Is the QNN backend support the model of Llama 3.2 3B instead of XNNPACK？ #9311

tombang · 2025-03-17T13:28:39Z

🐛 Describe the bug

I have run the XNNPACK tutorial and the pte file can run normally. but when I run the tutorial of Llama 3 8B and change the model to Llama 3.2 3B, the model load fail on the Android device of Qualcomm 8Gen 2， the fail code is 1.

QNN:2.26
SDK:r27b

Versions

QNN:2.26
SDK:r27b

cc @cccclai @winskuo-quic @shewu-quic @cbilgin

kimishpatel · 2025-03-17T14:31:04Z

Few follow ups

Issue summary does not say if you are runnign using qnn workflow. can you iupdate with details?
Please add your repro

tombang · 2025-03-18T01:54:19Z

I followed this tutorial （https://github.com/pytorch/executorch/blob/release/0.5/examples/demo-apps/android/LlamaDemo/docs/delegates/qualcomm_README.md） exactly, except that I replaced the model from Llama3 8B to Llama 3.2 3B during execution.
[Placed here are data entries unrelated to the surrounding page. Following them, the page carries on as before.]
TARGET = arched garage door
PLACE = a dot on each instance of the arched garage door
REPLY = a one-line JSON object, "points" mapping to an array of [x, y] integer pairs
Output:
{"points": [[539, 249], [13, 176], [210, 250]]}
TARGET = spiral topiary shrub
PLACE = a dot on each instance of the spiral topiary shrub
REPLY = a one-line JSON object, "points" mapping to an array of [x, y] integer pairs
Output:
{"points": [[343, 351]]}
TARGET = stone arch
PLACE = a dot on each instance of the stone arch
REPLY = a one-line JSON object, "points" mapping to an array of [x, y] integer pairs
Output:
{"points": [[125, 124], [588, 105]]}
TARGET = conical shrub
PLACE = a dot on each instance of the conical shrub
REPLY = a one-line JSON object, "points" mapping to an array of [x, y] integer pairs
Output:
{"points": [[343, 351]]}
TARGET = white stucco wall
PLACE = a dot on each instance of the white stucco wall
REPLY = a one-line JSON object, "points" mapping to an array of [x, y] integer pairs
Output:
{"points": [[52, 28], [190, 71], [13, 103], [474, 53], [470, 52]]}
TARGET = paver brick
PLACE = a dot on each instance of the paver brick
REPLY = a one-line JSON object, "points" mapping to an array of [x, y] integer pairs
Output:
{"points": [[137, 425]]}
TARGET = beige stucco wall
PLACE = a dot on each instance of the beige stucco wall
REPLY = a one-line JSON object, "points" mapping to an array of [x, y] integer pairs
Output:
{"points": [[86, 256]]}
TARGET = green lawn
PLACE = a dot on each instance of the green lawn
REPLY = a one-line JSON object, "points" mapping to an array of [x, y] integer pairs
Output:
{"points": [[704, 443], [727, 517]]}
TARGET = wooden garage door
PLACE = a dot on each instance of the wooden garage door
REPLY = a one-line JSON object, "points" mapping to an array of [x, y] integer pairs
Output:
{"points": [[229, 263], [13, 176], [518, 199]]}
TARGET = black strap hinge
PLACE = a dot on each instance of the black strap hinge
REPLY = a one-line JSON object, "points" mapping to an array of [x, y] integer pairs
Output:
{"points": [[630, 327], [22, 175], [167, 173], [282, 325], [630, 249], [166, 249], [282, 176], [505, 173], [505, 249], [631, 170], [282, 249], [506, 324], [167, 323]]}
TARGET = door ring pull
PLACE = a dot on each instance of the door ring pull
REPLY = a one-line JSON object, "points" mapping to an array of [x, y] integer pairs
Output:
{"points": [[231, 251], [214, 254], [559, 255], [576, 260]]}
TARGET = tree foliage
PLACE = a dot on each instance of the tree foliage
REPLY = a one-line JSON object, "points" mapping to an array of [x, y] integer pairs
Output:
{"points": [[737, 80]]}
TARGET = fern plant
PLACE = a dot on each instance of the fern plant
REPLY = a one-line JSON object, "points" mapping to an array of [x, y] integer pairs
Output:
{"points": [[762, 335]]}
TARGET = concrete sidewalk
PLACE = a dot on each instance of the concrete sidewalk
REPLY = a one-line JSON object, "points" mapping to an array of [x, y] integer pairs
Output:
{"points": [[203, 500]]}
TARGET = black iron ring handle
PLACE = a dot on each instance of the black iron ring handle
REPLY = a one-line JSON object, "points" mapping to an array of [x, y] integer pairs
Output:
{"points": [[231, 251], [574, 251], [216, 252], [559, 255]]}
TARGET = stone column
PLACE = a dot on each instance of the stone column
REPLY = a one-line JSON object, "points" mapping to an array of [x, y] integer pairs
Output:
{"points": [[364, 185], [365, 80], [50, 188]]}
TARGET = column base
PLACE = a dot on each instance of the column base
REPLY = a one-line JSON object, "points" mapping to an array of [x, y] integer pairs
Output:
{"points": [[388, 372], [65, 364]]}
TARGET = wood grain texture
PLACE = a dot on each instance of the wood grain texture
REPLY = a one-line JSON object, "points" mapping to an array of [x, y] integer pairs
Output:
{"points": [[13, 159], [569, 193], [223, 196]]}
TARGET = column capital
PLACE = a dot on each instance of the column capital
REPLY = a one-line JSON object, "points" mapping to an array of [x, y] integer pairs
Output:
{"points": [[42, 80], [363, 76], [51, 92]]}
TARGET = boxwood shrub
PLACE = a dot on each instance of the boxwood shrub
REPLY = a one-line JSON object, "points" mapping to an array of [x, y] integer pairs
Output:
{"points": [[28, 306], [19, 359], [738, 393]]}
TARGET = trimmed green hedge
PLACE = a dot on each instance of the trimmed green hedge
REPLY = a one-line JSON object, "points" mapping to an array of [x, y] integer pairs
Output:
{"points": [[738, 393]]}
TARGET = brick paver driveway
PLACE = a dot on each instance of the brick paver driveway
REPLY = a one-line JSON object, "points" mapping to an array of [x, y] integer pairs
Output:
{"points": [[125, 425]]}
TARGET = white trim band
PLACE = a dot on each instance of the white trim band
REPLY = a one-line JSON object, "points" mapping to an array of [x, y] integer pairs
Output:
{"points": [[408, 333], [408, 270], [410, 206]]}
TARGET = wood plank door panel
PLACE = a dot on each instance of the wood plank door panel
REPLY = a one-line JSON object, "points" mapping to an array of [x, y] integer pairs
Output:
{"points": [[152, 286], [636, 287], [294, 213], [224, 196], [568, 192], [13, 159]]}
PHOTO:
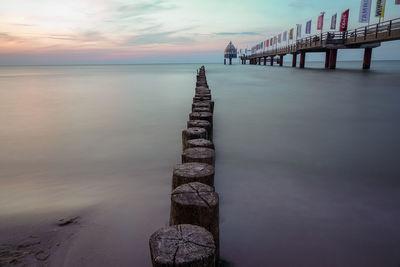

The export command I used is as follows:

python -m examples.models.llama.export_llama --checkpoint "${MODEL_DIR}/consolidated.00.pth" -p "${MODEL_DIR}/params.json" -kv --disable_dynamic_shape --qnn --pt2e_quantize qnn_8a8w -d fp32 --num_sharding 4 --metadata '{"get_bos_id":128000, "get_eos_ids":[128009, 128001]}' --output_name="test.pte" --soc_model SM8550

This command successfully exports the model, but when running the APK on Android, a model loading error occurs with error code -1.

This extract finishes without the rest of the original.